There’s a kid, too, their kid, although they didn’t make him. He’s only twelve and already no good.
 
 
II. EARLY SYMPTOMS

A decade ago, they had wanted a baby, which was difficult to grow after her hysterectomy. The adoption agent said it would take years before they could collect a cute baby girl. So they took the boy instead, seduced by the pitch that he was already out of diapers. His hair was dark—but so what? As long as they kept him inside, out of the sun, he could pass as family.

When the kid was five, he made prank phone calls to strangers and plucked begonias from the neighbor’s yard.

At seven, he ran away from home and trespassed into an office building, where he camped with a beggar under a metal desk. Together they wrote nonsensical words on the bathroom walls and unchained dogs that belonged to people.

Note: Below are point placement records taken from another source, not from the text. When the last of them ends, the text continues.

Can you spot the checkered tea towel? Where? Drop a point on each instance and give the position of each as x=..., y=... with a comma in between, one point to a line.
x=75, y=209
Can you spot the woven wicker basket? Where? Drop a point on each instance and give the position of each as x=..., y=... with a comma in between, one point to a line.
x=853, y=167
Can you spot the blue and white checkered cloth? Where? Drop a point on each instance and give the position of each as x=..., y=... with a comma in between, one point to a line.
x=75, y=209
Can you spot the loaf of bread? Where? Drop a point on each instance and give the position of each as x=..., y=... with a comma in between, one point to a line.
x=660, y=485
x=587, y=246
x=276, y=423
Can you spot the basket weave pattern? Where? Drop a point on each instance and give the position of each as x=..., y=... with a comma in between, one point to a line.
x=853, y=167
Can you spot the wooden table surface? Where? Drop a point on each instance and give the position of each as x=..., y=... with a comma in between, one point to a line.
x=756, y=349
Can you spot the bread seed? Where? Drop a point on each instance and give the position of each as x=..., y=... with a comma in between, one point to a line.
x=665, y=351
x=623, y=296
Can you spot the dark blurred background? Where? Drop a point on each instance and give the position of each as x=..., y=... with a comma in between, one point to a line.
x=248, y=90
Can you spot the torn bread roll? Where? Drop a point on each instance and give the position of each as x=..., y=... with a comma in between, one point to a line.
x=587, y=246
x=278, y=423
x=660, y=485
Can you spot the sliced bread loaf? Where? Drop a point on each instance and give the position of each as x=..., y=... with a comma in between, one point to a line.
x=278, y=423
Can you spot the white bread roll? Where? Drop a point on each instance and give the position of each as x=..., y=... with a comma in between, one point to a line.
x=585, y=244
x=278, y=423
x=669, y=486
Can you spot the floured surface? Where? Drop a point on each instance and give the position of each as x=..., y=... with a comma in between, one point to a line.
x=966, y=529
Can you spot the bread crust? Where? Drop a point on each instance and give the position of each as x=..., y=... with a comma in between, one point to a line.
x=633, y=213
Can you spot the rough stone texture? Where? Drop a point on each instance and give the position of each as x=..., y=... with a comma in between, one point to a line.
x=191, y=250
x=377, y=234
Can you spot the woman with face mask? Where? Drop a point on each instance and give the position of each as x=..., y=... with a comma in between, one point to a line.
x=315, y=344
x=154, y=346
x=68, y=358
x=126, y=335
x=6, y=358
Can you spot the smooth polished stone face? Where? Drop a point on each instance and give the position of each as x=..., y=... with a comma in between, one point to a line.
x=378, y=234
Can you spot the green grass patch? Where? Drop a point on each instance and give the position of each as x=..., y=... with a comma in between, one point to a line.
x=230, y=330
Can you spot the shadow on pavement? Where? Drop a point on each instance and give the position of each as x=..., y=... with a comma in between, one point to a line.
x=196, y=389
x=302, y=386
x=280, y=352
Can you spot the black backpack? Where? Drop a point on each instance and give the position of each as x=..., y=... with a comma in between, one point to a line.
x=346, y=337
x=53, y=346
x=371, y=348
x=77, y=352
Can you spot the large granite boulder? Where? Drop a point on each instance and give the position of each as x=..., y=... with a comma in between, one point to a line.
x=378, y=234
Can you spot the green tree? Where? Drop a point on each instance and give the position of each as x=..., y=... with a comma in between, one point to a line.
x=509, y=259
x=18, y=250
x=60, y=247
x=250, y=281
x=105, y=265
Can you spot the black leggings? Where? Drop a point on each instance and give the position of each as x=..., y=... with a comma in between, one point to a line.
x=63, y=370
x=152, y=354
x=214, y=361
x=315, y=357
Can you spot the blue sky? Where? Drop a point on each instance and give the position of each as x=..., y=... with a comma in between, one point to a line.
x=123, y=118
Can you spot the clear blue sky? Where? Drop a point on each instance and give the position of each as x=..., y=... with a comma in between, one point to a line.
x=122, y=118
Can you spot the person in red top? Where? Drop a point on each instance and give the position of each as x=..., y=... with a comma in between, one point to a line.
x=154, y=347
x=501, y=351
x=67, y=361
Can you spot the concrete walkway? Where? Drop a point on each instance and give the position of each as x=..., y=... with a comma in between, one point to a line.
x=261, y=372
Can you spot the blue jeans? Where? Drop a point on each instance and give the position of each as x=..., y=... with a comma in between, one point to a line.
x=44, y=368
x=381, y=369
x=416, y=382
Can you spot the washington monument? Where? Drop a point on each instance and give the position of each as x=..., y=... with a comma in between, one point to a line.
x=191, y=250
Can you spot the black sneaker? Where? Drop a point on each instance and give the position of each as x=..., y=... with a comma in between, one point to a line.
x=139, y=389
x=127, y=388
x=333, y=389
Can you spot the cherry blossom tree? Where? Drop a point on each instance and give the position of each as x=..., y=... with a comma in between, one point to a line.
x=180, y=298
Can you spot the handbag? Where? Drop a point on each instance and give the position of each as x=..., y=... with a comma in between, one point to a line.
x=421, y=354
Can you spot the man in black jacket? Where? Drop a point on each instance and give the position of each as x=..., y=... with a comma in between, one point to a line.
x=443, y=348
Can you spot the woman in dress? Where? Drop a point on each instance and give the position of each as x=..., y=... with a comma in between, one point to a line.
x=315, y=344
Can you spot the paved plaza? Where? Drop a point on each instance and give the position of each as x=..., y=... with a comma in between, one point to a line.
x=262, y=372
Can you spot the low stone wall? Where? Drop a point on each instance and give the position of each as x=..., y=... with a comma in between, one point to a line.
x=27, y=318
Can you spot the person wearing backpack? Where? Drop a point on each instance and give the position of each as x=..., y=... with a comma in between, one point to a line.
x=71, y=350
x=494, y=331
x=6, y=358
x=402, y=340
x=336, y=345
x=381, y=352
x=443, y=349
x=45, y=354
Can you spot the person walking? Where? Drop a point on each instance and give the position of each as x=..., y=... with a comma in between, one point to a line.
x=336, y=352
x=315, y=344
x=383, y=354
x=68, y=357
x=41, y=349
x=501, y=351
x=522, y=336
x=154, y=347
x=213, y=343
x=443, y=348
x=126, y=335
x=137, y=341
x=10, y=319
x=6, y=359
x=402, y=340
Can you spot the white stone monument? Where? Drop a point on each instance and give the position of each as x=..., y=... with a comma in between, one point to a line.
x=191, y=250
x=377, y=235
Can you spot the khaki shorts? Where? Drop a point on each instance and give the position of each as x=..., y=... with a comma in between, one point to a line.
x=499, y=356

On his ninth birthday, he stole the money he’d been given to get Johnnie Walker to buy a rusty knife from a classmate. The knife was later used in an attempt to hurt his adoptive parents who were about to punish him for eating an apple for which he had neglected to thank them first.
 
 
III. PEST CONTROL

The gardener trims flowerbeds and prunes trees. It pays fairly well and the supervision is slack. The rosebushes sometimes die on him, but they are easily replaced. His problem in life is not the army of aphids or the stack of overdue bills. It’s the kid, always causing trouble.

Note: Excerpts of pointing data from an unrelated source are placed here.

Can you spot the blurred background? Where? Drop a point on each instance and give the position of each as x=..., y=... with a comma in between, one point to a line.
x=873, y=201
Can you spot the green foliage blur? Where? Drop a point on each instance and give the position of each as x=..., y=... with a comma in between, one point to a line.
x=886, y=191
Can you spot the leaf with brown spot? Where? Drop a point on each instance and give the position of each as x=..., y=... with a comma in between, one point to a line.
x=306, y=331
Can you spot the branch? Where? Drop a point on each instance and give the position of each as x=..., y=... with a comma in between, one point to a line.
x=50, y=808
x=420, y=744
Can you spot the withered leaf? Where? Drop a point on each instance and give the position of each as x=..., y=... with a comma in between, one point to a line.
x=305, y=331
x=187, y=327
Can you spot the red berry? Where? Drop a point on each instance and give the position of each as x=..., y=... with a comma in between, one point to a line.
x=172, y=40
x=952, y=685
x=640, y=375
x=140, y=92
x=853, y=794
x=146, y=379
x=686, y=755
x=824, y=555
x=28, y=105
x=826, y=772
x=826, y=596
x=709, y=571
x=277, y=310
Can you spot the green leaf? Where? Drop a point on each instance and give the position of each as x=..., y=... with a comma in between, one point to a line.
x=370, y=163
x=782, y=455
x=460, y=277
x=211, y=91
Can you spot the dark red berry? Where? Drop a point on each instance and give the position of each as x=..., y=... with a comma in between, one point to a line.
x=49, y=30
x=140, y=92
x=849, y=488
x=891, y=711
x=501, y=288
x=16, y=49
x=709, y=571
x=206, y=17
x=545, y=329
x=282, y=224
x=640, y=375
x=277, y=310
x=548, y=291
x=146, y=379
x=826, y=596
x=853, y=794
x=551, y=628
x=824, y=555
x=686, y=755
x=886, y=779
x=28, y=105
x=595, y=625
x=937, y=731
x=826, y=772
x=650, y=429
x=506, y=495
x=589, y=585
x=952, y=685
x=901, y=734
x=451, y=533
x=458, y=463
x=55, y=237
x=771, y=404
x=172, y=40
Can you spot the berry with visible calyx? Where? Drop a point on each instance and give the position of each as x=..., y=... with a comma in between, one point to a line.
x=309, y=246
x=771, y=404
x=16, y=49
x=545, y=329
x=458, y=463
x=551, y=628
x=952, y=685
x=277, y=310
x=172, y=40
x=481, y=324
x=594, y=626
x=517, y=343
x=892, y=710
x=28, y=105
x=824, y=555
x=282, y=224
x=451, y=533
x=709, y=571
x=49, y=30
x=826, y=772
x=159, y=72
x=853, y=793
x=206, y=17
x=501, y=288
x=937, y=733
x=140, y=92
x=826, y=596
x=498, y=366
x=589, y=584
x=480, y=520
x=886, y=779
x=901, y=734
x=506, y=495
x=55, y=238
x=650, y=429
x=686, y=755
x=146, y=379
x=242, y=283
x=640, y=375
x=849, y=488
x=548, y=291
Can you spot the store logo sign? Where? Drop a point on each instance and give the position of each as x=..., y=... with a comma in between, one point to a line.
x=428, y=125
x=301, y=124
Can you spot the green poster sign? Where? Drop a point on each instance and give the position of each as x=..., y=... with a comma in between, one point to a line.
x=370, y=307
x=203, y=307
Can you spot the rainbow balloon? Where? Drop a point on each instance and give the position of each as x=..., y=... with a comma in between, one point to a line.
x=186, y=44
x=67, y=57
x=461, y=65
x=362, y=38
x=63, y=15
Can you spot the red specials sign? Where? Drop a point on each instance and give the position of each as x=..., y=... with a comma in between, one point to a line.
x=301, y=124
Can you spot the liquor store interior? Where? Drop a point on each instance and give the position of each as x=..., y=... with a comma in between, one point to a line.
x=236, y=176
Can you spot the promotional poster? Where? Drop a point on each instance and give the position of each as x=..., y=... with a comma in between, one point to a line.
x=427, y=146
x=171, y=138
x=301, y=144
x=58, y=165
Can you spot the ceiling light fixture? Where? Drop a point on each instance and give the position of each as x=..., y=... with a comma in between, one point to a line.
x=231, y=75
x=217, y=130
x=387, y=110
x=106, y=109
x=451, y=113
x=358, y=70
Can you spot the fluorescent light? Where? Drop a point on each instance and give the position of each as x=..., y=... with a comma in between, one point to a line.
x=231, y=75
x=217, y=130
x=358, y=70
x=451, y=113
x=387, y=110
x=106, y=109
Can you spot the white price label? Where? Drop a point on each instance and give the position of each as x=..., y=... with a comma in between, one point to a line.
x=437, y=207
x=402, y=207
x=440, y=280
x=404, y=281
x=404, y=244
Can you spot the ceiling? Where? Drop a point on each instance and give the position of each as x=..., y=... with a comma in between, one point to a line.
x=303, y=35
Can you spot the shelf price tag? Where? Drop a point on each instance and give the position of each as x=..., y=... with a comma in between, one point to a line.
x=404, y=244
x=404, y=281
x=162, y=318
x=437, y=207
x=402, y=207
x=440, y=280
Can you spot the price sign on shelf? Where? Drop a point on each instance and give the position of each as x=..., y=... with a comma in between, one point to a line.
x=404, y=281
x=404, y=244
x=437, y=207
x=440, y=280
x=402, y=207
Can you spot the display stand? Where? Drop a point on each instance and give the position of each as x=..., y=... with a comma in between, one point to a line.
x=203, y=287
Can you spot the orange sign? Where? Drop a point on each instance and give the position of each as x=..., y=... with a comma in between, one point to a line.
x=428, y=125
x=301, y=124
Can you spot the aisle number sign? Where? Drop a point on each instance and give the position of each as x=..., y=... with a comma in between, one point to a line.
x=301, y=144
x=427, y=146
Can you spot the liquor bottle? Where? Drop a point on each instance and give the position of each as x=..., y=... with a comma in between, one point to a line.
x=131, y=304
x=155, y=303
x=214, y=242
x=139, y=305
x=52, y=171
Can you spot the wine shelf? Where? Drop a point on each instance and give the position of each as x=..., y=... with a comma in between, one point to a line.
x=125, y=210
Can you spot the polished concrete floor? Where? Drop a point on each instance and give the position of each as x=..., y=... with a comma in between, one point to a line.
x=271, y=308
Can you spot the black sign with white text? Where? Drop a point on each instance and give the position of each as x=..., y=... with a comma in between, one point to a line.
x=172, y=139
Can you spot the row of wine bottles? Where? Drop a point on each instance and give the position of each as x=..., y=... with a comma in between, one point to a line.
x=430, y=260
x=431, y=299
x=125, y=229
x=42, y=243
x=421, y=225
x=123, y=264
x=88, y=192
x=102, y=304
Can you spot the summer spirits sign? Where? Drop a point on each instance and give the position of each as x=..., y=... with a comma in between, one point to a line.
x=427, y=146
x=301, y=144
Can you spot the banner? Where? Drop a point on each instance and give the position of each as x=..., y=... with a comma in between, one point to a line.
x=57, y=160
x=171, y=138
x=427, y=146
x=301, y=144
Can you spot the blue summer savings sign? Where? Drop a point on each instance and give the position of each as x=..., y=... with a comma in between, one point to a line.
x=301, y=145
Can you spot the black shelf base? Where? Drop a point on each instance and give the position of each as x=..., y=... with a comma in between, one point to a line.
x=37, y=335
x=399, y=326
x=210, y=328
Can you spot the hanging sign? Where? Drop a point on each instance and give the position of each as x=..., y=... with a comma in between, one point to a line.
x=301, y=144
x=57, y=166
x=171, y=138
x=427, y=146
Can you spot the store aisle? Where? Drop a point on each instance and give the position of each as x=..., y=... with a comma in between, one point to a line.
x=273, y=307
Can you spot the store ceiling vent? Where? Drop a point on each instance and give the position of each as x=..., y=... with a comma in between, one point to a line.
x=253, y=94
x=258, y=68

The traffic controller points in all directions when the damn traffic lights are broken. She yells at drivers who don’t respond to her gestures as fast as they should. Her voice is hoarse, her legs, veined. If the schoolteacher dares to phone her one more time to “talk about the boy,” she will have to sue the bitch for harassment. She’s already wasted far too much energy on the kid—can’t he figure out how to make dinner on his own?

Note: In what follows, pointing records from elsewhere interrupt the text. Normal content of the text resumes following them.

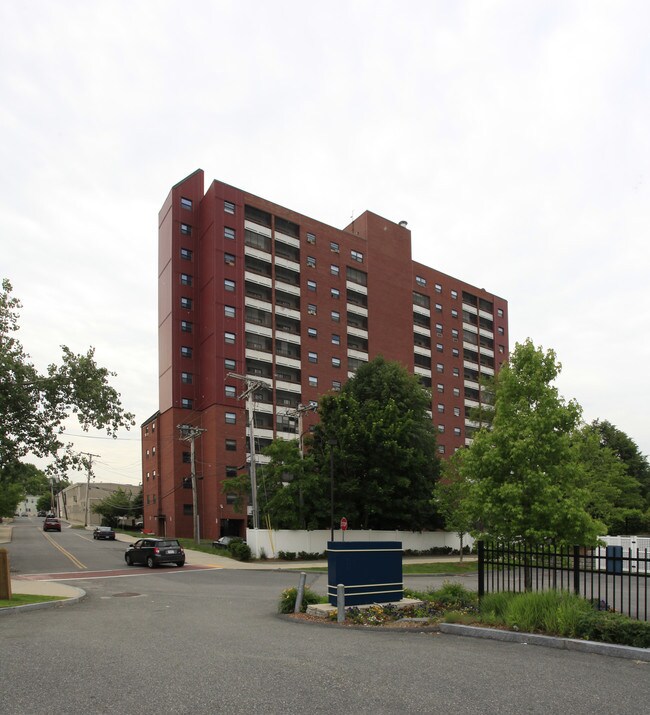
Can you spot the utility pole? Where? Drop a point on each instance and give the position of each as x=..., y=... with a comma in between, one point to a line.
x=190, y=434
x=89, y=467
x=247, y=394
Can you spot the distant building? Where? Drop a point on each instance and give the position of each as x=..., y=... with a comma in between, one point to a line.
x=73, y=501
x=247, y=288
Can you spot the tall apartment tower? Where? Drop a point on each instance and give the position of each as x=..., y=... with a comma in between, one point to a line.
x=250, y=289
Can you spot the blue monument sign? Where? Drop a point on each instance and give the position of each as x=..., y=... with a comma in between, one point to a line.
x=371, y=571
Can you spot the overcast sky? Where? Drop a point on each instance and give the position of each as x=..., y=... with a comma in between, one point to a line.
x=512, y=136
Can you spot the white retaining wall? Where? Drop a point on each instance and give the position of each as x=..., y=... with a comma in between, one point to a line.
x=272, y=542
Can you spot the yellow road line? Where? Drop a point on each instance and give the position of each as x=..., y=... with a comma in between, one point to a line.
x=72, y=558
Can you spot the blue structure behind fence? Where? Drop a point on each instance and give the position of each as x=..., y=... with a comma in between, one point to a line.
x=614, y=578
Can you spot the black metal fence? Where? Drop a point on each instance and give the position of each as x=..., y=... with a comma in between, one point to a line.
x=614, y=578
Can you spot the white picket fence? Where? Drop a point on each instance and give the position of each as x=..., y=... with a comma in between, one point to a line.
x=271, y=542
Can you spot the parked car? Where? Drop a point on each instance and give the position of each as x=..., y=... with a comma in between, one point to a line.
x=225, y=541
x=104, y=532
x=153, y=552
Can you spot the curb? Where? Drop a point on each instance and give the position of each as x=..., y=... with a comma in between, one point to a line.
x=63, y=601
x=608, y=649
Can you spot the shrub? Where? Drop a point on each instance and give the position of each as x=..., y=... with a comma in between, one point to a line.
x=240, y=550
x=494, y=606
x=288, y=599
x=614, y=628
x=287, y=555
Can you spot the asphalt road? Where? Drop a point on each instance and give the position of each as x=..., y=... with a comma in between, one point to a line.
x=180, y=641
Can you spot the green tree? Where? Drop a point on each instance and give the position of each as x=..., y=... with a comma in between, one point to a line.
x=34, y=405
x=384, y=450
x=526, y=482
x=612, y=492
x=451, y=498
x=117, y=504
x=626, y=449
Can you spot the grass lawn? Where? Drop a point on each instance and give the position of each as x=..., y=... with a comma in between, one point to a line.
x=22, y=599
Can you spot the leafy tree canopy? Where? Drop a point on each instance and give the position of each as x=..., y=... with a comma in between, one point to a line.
x=34, y=405
x=384, y=449
x=526, y=482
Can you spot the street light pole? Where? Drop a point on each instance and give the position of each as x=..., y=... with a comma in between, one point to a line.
x=332, y=444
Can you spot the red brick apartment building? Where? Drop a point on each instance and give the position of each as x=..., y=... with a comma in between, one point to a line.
x=250, y=288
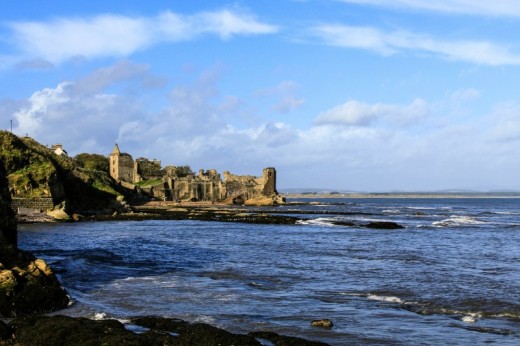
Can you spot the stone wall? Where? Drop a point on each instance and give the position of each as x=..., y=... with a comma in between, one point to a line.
x=145, y=169
x=8, y=235
x=269, y=182
x=40, y=204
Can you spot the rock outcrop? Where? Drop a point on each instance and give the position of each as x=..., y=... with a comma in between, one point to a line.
x=27, y=284
x=7, y=219
x=64, y=330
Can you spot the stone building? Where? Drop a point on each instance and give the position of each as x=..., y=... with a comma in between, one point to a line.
x=121, y=165
x=205, y=186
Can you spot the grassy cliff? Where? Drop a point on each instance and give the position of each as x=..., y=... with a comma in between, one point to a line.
x=33, y=170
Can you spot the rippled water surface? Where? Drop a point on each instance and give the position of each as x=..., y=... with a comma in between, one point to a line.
x=451, y=276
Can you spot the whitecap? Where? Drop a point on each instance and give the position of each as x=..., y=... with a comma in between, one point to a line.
x=98, y=316
x=316, y=222
x=391, y=211
x=470, y=318
x=388, y=299
x=458, y=220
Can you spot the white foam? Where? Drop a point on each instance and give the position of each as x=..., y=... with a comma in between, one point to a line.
x=470, y=318
x=457, y=220
x=388, y=299
x=391, y=211
x=316, y=222
x=98, y=316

One night, the gardener and the traffic controller watch a show on TV about germs and contamination. It’s shocking how disease can sneak into a family and ruin everything. They start washing their hands more often, before each meal and after each whack.
 
 
IV. LASSITUDE

Against parental orders, the kid plays outside every day, and his origins begin to show. His gaunt face could have been that of a refugee. No wonder he’s chased from the streets, forced to run down allies in his oversized jeans and threadbare sneakers. Scrubbing does nothing to get him cleaned up.

When he joins the deadbeats of the ‘hood—rappers, artists—he becomes committed to do each “don’t.” RESIST, the delinquents chant together, WAR ON THE FASCIST STATE. The kid travels through a series of misdemeanors from loitering to graffiti and worse. What are they going to do with him?
 
 
V. CLIMAX

At fourteen, the riot police arrest the kid during a march against something or other—the kid is practically against everything. The uniforms deliver him into the hands of a juvenile judge who says, Speak your mind, boy, and defend yourself.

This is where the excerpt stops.